CLEVELAND, Ohio (92.3 The Fan) – Despite former Browns head coach Hue Jackson doing a 180 and backing off claims the Browns incentivized him to tank during the 2016 and 2017 seasons, the NFL is taking the allegations seriously.
The league office has been investing the team based on claims made by Jackson in a series of tweets on a Twitter account largely accepted as being owned and run by him in early February.
SI.com first reported the investigation.
In response to the investigation, which became public Monday evening, the team maintained they are not guilty of any wrongdoing.
“Even though Hue recanted his allegations a short time after they were made, it was important to us and to the integrity of the game to have an independent review of the allegations,” a team spokesperson said in a statement provided to 92.3 The Fan. “We welcomed an investigation and we are confident the results will show, as we’ve previously stated, that these allegations are categorically false.
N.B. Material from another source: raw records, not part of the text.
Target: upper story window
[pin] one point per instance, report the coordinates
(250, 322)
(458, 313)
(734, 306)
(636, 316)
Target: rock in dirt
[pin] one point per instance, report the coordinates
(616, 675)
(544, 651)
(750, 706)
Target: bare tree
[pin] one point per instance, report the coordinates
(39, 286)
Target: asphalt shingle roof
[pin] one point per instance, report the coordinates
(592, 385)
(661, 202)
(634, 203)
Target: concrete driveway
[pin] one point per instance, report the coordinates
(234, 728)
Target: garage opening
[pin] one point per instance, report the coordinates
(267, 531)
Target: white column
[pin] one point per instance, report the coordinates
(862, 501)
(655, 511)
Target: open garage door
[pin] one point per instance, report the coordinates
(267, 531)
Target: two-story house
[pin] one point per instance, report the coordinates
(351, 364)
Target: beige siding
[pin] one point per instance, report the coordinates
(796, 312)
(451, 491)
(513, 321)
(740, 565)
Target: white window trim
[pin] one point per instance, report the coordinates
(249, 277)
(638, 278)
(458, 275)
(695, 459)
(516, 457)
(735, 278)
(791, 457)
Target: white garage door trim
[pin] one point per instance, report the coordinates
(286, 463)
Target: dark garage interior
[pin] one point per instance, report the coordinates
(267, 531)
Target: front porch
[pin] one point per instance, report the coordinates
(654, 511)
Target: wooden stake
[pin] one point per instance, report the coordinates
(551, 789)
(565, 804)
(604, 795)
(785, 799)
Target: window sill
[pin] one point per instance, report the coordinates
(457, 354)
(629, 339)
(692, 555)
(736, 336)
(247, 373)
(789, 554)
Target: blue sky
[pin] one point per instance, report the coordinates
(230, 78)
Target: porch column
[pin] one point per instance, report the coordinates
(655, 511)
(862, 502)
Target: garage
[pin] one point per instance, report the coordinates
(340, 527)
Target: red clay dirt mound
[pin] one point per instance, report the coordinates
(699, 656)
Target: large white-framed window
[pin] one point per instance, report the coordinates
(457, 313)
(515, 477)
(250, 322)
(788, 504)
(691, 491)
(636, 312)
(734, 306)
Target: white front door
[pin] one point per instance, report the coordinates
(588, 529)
We have fully cooperated with Mary Jo White and look forward to the findings.”
Kimberly Diemert, executive director of The Hue Jackson Foundation, also took to Twitter and claimed they have proof to back up Jackson’s claims of incentivized losing in a series of tweets while also implicating former executive vice president of football operations Sashi Brown, chief strategy officer Paul DePodesta and general manager Andrew Berry in the scheme.
Diemert claimed that Jackson pleaded his case to NFL commissioner Roger Goodell and that a “gag order” has since expired allowing Jackson to speak freely.
The Browns denied Jackson’s claims and said they were “totally false.”
Jackson’s allegations came in the wake of a lawsuit filed by former Miami Dolphins head coach and current Steelers assistant Brian Flores, who alleged Dolphins ownership offered to pay him a $1000,000 bonus for each loss during the 2019 NFL season in an effort to secure the top pick in the 2020 NFL Draft.
During an interview with ESPN shortly after making his allegations on Twitter, Jackson, now the head football coach at Grambling State university, backed off significantly and acknowledged that Browns ownership, led by Jimmy Haslam, did not pay him to lose.
“What I was trying to make sure people understood is that we were paid for, you know you’re going to see it as losing, but the way the team was built there was no chance to win and to win at a high level,” Jackson said in a nearly 14-minute interview on February 2. “You’re in a situation to where what you have to do is do the best you can. My record that year was 1-15. There was a four-year plan that was crafted, and I have documentation of that, that any coach would kind of cringe at if he saw it because it talked about things that had nothing to do with winning – aggregate rankings, being the youngest team having so many draft picks – none of those things are what leads to winning.
“Teams that win don’t have a lot of draft picks. Teams that win are not just the youngest team – not that the youngest teams can’t win – so I didn’t understand the process. I didn’t understand what that plan was and I asked for clarity. I asked, ‘What is this?’ because it did not talk about winning and losing until year 3 and 4. So that told you right there that something wasn’t correct, but I still couldn’t understand it until I had the team that I had.”
Jackson has claimed since his firing on October 29, 2018 that he was hired by the Haslams under the false pretense of winning only to see executive vice president Sashi Brown, who was fired by the team on December 7, 2017, and the front office dismantle the roster to position the team to lose.
Jackson went 3-36-1 during his tenure as head coach with the Browns, including a 1-15 season in 2016 and going 0-16 in 2017, netting the Browns the No. 1 pick in the 2017 and 2018 NFL drafts.
The Browns used those selections on All-Pro defensive end Myles Garrett in 2017 and quarterback Baker Mayfield in 2018.